Что Смотритель ожидал, то и услышал.

— Какое там, — отмахнулся трубочкой граф. — Разве я похож на Марло? Или, может, на Джона Лили?.. Нет, Джеймс, не мечтайте. Тут у меня просто кое-какие бумаги… А что вы сегодня играете, никак не разберу?

— «Ройстера Дойстера», — пояснил Бербедж.

— Старье-то какое, — изобразил удивление граф. А пьеске-то и впрямь было уже лет сорок.
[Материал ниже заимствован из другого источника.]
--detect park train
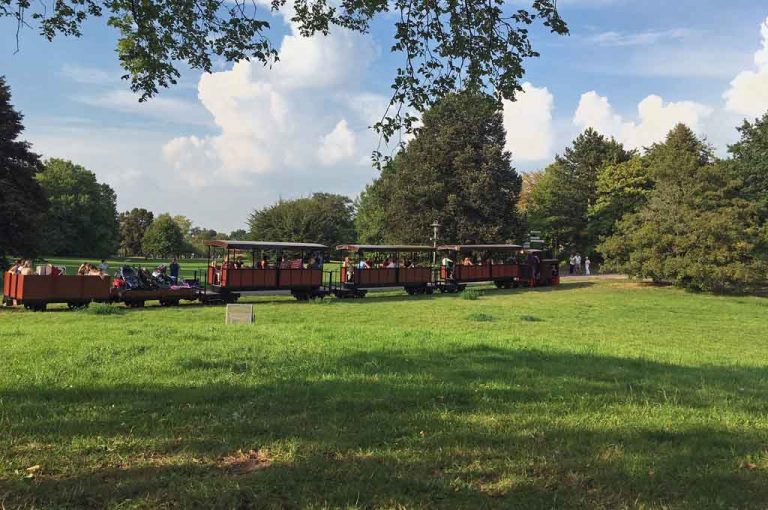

Да и тогдашний автор ее, некто Юделл, нагло увел сюжет прямиком у Плавта, который Тит Макций, древний, естественно, римлянин. — Совсем, что ли, играть нечего?

— А что играть-то, когда играть нечего? — Бербедж пере махнул через заборчик ложи и встал рядом с графом.

Смотритель числил себя немаленьким даже в дальнем своем веке высокорослых, но средневековый Джеймс Бербедж был выше его на полголовы.

— Говорят, кое-что кое у кого появилось, — туманно заявил граф и вновь постучал бумажной трубочкой по руке.

Бербедж понял жест буквально.

— Там же у вас бумаги, а не кое-что, — сказал он.

— Я же не сказал: это, — граф поднял трубочку горе, — я же сказал: кое-что. Кое у кого.

— И где он, этот ваш кое-кто с кое-чем?

Диалог начинал походить на сцену в сумасшедшем доме. Из произведений доктора Чехова, новеллиста и драматурга.

— Где-то есть, — завершил шизофрению граф и добавил уже вполне здраво: — Шекспир знает.

— Здравая информация немало развеселила Бербеджа. Веселился он оригинально. Сначала взмахнул руками, резко опустил их…

(на Смотрителя повеяло ветром)…

хлопнул себя по бедрам, присел, сложил губы трубочкой и плюнул. Последнее — совсем как юный граф Рэтленд в Кембридже. Только много дальше.

— Шекспир зна-а-ает, — протянул Джеймс, поднимаясь с корточек. В повтор он вложил столько иронии, сколько хвати ло бы на две главных роли в любой комедии, поставленной когда-либо «Театром». Но тут же посерьезнел. — Если он вам сказал, что знает нечто, не верьте. Уилл — хороший парень и дружок моего Ричарда, но, увы, ни слова правды от него не дождешься. Он лгун по призванию. Он гений лжи. И слава Всевышнему, что ложь его безобидна. То есть он — добрый гений безобидной лжи. Вот и сейчас: он должен готовиться к вечернему представлению… ролька, конечно, крохотная, пара фраз всего, но дисциплина должна быть или нет? Должна или нет, спрашиваю?